根据 Microsoft 的说法,VS 2005 中不推荐使用 /QIfist 编译器选项,因为整数转换已被加速。他们忽略了它是如何加速的,但查看反汇编列表可能会提供线索。

http://msdn.microsoft.com/en-us/library/z8dh4h17(vs.80).aspx

http://msdn.microsoft.com/en-us/library/z8dh4h17(vs.80).aspx

回答by starmole

most c compilers generate calls to _ftol or something for every float to int conversion. putting a reduced floating point conformance switch (like fp:fast) might help - IF you understand AND accept the other effects of this switch. other than that, put the thing in a tight assembly or sse intrinsic loop, IF you are ok AND understand the different rounding behavior. for large loops like your example you should write a function that sets up floating point control words once and then does the bulk rounding with only fistp instructions and then resets the control word - IF you are ok with an x86 only code path, but at least you will not change the rounding. read up on the fld and fistp fpu instructions and the fpu control word.

大多数 c 编译器生成对 _ftol 或每个浮点到 int 转换的调用。放置一个减少的浮点一致性开关(如 fp:fast)可能会有所帮助 - 如果您理解并接受此开关的其他效果。除此之外,如果你没问题并且理解不同的舍入行为,那么把它放在一个紧密的组装或 sse 内在循环中。对于像您的示例这样的大型循环,您应该编写一个函数,该函数设置一次浮点控制字,然后仅使用 fistp 指令进行批量舍入,然后重置控制字 - 如果您可以使用仅 x86 的代码路径,但至少你不会改变舍入。阅读 fld 和 fistp fpu 指令以及 fpu 控制字。

回答by FryGuy

You might be able to load all of the integers into the SSE module of your processor using some magic assembly code, then do the equivalent code to set the values to ints, then read them as floats. I'm not sure this would be any faster though. I'm not a SSE guru, so I don't know how to do this. Maybe someone else can chime in.

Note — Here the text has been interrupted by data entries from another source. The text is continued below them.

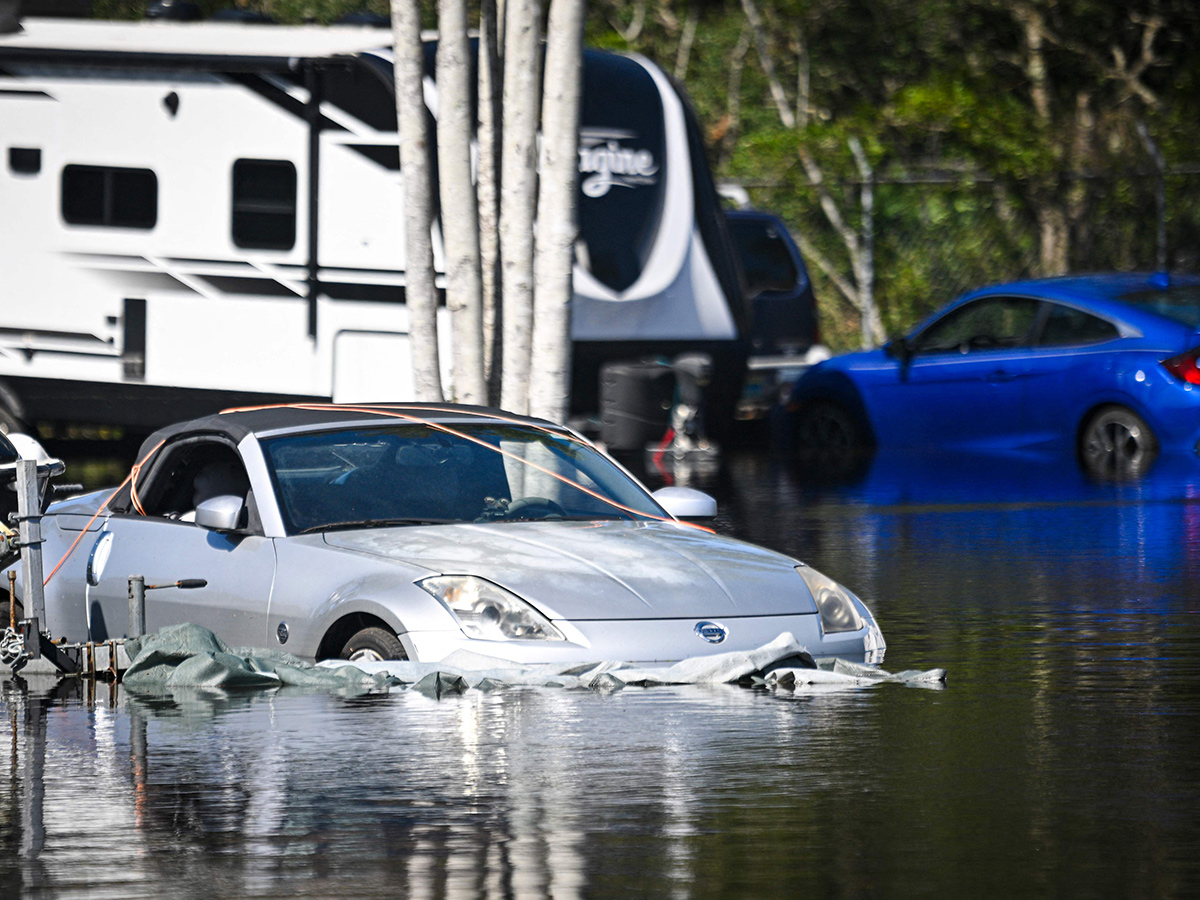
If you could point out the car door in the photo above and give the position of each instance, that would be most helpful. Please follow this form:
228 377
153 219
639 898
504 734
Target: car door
965 382
160 544
1071 359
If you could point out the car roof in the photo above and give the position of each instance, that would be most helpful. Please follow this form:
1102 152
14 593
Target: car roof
237 424
1101 286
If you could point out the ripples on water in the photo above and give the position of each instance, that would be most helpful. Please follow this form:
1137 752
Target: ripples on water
1060 761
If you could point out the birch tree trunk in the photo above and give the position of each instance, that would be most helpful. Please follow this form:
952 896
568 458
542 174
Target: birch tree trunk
420 293
557 228
519 181
460 222
487 189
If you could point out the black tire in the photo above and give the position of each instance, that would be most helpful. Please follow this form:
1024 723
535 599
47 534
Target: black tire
371 645
829 437
1116 443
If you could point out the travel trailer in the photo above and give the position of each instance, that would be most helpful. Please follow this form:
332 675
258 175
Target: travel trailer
205 215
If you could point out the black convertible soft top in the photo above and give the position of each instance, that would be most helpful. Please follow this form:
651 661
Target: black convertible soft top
238 424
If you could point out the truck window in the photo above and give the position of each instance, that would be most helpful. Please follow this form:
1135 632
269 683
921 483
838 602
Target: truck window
766 259
111 197
264 204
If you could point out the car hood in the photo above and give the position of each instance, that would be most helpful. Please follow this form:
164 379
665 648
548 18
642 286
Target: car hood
603 570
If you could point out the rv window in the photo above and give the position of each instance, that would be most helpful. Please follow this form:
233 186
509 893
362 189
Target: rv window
264 204
111 197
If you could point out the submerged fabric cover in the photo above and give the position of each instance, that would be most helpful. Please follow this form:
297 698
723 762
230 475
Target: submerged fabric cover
783 663
192 657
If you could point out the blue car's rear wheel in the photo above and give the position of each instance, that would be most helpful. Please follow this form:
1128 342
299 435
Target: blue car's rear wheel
1116 443
372 645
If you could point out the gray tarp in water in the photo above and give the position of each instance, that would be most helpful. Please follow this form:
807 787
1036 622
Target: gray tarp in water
192 657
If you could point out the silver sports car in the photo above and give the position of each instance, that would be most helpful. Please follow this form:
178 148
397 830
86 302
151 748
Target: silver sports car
391 532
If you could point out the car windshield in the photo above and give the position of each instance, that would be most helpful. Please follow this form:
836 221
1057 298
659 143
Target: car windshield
426 474
1180 303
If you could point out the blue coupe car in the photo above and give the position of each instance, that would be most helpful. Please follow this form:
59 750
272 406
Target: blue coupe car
1101 365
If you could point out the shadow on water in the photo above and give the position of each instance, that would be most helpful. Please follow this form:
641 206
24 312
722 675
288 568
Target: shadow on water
1060 761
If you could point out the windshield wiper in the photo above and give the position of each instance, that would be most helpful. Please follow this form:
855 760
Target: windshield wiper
375 523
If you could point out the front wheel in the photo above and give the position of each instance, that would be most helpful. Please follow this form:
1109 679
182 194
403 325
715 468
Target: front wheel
1116 444
831 438
372 645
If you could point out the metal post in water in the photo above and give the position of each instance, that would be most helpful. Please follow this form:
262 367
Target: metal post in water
137 605
29 511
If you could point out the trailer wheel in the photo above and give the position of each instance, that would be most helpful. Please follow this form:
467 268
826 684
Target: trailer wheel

您可以使用一些神奇的汇编代码将所有整数加载到处理器的 SSE 模块中,然后执行等效代码将值设置为整数,然后将它们作为浮点数读取。我不确定这会更快。我不是 SSE 大师,所以我不知道该怎么做。也许其他人可以插话。

回答by FryGuy

In Visual C++ 2008, the compiler generates SSE2 calls by itself, if you do a release build with maxed out optimization options, and look at a disassembly (though some conditions have to be met, play around with your code).

在 Visual C++ 2008 中,编译器会自行生成 SSE2 调用,如果您使用最大化优化选项进行发布版本并查看反汇编(尽管必须满足某些条件,请使用您的代码)。